60 pounds is fab! I found that once I'd lost a bit I found I was looking in the mirror and couldn't believe I'd let myself get so fat. Now I just keep grabbing bits in the mirror and asking my hubbie how long it'll be before it goes! @Loobles it won't be long till we're looking fab!LOL
I think I will feel better once the weight starts to come off with the improved eating behaviours. I've lost nearly 60 pounds now, but it's not been in a very healthy way. At the moment I'm just in that stage where I don't feel terribly confident about it and everything seems a bit unknown. I don't think next week could possibly be as difficult as this week, which means things can only get better!
i've seen and contributed to that other thread and I have found some useful ideas there, thanks for the suggestion though, I'll be sure to keep an eye on it x
I have days when I can't face food. I used to either eat nothing or choke some down, but recently I started using a protein shake - one of the low-carb ones from the supermarket. I find that a mugful of that fills me up, and I know I'm getting my basic low-carb nutrition. You have to check the labels, as not all are low-carb, and some are low-carb but made over-sweet with artificial sweeteners. Some are also low-fat, so I add double cream. £30-ish seems a lot for a tin, but you only use one scoop a meal, so it doesn't cost much more than real food.Food. I don't enjoy it but that doesn't mean I don't eat it! I crave the fullness feelings, but not the taste or texture of foods.
Interesting you should say that because the thought had crossed my mind that (especially with snacks which I hate eating) a kind of meal replacement shake might be an idea. I have a fairly strict eating plan though and feel I should ask this therapists advice before I do that. Sometimes when I suggest something innocuous like that, she tells me it just perpetuates eating disordered thinking, so i suppose I should ask..don't want to dig a deeper hole LOL.I have days when I can't face food. I used to either eat nothing or choke some down, but recently I started using a protein shake - one of the low-carb ones from the supermarket. I find that a mugful of that fills me up, and I know I'm getting my basic low-carb nutrition. You have to check the labels, as not all are low-carb, and some are low-carb but made over-sweet with artificial sweeteners. Some are also low-fat, so I add double cream. £30-ish seems a lot for a tin, but you only use one scoop a meal, so it doesn't cost much more than real food.
Just a suggestion.
Kate
Lol well I'm glad you think they're sensible! I'm still here, just having a really difficult time right now and not really wanting to drag others down with me. It's a blip, I know that, but nonetheless, it's not easy being me at the moment.

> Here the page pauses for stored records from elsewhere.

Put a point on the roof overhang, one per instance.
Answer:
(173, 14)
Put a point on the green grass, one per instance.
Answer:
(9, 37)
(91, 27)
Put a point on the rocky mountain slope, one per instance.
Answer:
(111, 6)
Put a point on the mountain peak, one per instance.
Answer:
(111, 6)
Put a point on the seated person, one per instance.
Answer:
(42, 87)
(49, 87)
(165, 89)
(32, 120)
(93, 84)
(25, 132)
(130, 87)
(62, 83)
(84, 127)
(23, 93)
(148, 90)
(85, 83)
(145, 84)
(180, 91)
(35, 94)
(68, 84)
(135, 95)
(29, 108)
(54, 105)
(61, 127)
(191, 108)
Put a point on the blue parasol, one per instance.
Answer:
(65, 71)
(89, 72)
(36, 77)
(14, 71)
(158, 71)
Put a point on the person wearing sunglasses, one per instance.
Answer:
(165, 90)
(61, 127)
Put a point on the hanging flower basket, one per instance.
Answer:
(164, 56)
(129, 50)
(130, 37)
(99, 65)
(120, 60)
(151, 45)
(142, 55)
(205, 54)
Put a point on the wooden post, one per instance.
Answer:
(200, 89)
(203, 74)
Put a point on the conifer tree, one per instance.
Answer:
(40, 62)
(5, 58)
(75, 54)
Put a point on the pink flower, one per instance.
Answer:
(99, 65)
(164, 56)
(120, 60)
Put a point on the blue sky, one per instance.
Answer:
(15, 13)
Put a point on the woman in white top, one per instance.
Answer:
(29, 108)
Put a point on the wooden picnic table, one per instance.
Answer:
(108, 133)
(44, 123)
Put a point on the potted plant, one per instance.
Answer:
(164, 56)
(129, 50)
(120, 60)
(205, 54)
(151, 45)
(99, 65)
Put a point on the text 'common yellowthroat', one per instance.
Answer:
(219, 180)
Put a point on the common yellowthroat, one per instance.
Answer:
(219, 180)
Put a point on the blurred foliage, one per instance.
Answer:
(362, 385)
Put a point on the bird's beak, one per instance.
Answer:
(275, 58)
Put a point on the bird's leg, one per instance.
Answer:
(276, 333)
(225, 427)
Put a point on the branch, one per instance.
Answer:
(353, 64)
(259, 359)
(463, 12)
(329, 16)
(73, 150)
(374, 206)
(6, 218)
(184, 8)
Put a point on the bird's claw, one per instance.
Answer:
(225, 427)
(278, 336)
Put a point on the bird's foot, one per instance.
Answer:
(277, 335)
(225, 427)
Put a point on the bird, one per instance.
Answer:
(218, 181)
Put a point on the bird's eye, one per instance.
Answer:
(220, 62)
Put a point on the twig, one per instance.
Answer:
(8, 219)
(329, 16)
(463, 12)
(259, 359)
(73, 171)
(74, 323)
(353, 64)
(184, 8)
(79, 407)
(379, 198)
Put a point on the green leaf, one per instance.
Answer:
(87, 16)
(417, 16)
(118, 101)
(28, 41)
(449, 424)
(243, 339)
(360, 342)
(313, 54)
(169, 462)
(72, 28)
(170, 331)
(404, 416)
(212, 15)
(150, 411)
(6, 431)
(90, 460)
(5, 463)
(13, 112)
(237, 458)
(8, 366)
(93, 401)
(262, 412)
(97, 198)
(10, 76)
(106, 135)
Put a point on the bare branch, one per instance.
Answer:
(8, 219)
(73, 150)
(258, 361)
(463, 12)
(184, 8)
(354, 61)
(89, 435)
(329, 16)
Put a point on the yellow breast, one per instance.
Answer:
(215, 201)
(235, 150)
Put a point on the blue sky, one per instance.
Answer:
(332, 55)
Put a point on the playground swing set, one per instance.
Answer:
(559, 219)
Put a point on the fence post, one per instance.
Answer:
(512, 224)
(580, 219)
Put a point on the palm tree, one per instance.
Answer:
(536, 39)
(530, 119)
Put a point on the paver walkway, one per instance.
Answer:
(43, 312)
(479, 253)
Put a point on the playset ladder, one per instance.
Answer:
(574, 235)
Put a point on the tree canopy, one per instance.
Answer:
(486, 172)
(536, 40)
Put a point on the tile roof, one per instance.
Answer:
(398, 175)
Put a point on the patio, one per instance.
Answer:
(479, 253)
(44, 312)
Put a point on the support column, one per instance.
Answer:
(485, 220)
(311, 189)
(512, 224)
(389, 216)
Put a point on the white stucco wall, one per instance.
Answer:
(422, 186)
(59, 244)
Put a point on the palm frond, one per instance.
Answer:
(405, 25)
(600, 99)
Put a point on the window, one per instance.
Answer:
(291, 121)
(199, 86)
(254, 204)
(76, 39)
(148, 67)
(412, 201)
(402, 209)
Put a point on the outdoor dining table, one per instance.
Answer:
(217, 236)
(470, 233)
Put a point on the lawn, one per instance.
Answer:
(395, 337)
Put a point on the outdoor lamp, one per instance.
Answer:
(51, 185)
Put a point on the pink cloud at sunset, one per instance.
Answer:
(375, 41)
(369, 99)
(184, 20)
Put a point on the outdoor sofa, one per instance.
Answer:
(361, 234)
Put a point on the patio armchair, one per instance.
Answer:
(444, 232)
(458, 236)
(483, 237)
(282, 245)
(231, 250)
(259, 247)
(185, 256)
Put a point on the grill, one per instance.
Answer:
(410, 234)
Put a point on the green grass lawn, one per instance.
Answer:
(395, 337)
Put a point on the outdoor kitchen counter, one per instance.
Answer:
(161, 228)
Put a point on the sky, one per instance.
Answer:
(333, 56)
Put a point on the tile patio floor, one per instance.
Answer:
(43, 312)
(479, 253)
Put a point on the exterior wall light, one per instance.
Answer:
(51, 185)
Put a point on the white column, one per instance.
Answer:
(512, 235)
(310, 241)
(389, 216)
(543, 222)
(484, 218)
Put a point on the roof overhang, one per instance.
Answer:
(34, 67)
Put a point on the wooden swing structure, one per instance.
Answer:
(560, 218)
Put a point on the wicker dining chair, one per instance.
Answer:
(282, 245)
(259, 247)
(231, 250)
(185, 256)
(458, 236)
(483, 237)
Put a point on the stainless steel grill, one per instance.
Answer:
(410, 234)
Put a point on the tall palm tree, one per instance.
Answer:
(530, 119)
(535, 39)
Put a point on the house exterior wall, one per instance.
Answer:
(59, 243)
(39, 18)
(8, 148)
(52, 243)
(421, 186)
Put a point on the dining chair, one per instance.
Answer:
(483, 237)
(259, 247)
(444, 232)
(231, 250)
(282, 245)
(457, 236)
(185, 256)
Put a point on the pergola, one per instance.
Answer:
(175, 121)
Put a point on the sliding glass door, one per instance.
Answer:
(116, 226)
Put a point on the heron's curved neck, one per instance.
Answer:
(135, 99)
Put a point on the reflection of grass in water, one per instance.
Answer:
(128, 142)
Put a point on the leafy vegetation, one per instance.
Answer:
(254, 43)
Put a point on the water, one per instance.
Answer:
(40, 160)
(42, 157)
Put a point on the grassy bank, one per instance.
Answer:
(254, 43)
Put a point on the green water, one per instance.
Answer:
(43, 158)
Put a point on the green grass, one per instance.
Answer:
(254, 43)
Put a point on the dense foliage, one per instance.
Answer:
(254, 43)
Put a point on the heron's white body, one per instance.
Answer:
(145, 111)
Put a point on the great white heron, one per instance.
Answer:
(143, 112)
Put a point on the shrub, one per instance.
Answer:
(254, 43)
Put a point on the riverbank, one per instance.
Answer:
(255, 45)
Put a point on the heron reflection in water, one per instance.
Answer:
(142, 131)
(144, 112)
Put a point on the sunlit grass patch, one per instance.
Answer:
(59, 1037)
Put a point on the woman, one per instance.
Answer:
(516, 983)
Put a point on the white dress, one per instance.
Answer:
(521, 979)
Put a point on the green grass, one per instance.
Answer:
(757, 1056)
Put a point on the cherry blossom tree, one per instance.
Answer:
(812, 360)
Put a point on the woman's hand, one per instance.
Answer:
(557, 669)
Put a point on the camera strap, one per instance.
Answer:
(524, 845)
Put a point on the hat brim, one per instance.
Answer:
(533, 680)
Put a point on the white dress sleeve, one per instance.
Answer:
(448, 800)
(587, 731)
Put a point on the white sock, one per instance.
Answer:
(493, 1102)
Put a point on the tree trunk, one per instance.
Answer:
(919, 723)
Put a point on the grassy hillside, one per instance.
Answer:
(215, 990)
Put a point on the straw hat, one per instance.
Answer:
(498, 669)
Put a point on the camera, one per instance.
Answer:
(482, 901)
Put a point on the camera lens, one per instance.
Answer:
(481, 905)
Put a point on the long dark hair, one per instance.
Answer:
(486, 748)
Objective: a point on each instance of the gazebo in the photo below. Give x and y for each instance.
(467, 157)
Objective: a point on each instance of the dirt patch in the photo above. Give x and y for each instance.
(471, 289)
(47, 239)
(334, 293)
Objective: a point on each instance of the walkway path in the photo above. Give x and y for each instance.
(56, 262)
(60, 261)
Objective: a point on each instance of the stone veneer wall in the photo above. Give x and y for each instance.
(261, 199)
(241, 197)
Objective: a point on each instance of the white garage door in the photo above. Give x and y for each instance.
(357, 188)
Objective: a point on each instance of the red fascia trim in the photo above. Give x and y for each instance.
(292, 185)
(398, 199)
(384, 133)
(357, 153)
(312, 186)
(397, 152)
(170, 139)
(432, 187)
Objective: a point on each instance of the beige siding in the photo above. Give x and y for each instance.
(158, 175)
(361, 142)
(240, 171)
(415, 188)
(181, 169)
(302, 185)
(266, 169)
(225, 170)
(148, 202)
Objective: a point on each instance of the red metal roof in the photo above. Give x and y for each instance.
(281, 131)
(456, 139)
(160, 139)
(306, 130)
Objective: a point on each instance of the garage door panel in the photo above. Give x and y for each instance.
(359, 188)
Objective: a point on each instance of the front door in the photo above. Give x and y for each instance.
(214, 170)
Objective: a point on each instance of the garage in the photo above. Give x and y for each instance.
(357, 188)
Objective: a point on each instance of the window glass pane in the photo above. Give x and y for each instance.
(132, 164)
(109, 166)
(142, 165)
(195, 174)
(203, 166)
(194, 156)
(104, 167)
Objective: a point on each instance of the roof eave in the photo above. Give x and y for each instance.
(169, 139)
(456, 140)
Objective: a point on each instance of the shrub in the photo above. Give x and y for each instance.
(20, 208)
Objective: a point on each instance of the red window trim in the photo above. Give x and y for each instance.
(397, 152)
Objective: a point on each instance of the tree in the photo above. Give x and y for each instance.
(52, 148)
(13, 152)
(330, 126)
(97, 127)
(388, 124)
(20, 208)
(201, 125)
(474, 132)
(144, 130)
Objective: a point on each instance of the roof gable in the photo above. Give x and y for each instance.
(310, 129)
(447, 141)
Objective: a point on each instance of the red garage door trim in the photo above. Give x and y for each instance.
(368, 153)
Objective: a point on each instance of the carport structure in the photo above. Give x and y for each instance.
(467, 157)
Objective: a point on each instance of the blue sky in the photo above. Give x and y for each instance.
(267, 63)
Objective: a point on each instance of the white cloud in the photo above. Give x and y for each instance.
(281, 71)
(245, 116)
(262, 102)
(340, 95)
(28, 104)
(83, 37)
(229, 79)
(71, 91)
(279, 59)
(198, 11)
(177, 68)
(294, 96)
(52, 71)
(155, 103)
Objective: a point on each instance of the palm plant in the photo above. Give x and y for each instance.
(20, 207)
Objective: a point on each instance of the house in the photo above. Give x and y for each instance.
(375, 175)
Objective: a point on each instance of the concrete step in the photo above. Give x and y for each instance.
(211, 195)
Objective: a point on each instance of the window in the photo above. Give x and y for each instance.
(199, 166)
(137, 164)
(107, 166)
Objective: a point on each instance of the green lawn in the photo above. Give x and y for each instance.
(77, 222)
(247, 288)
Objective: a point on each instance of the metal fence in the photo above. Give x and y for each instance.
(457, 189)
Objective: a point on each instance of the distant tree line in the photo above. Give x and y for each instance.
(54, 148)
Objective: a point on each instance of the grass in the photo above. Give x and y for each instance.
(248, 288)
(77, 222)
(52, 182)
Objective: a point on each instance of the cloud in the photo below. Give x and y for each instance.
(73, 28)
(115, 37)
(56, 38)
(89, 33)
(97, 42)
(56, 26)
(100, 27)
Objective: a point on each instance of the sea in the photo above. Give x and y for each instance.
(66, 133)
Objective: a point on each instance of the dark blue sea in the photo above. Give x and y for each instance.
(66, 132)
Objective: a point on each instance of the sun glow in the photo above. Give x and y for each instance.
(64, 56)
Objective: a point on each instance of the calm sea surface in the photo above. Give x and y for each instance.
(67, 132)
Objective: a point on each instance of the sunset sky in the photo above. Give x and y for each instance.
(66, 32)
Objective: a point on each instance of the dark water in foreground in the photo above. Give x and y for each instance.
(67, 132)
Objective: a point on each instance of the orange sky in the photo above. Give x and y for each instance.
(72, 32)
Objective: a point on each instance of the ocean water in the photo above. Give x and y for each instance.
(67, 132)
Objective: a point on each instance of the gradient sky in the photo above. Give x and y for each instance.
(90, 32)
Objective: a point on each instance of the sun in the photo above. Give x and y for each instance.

So, what's new? Well I kicked the binging (kind of), which unleashed an anxiety issue I never knew I had. I'm now on meds for that, but as I was told (and didn't believe initially! Tbh), things did get worse, but I'm told they'll soon get better! In fact, it got so bad that just being confronted with a plate of food was enough to cause my anxiety to hit the roof. At that point, I knew it was time to see my GP for some help. So, my GP has told me I have an eating disorder (no big shock there as my therapist already told me that) and that basically the answer is meds and CBT...which I'm already having. My consultant has referred me to a clinical psychologist at the hospital but I'm told that since I'm not underweight, there's a 3 month wait. Hey ho...
Although it doesn't sound like the CBT is helping, it actually is and the above is really just part of the healing process. I'm so glad I didn't know how bad it was going to get though! I can't describe the terror of being confronted with a plate of food that you literally feel terrified to eat. It can only get better.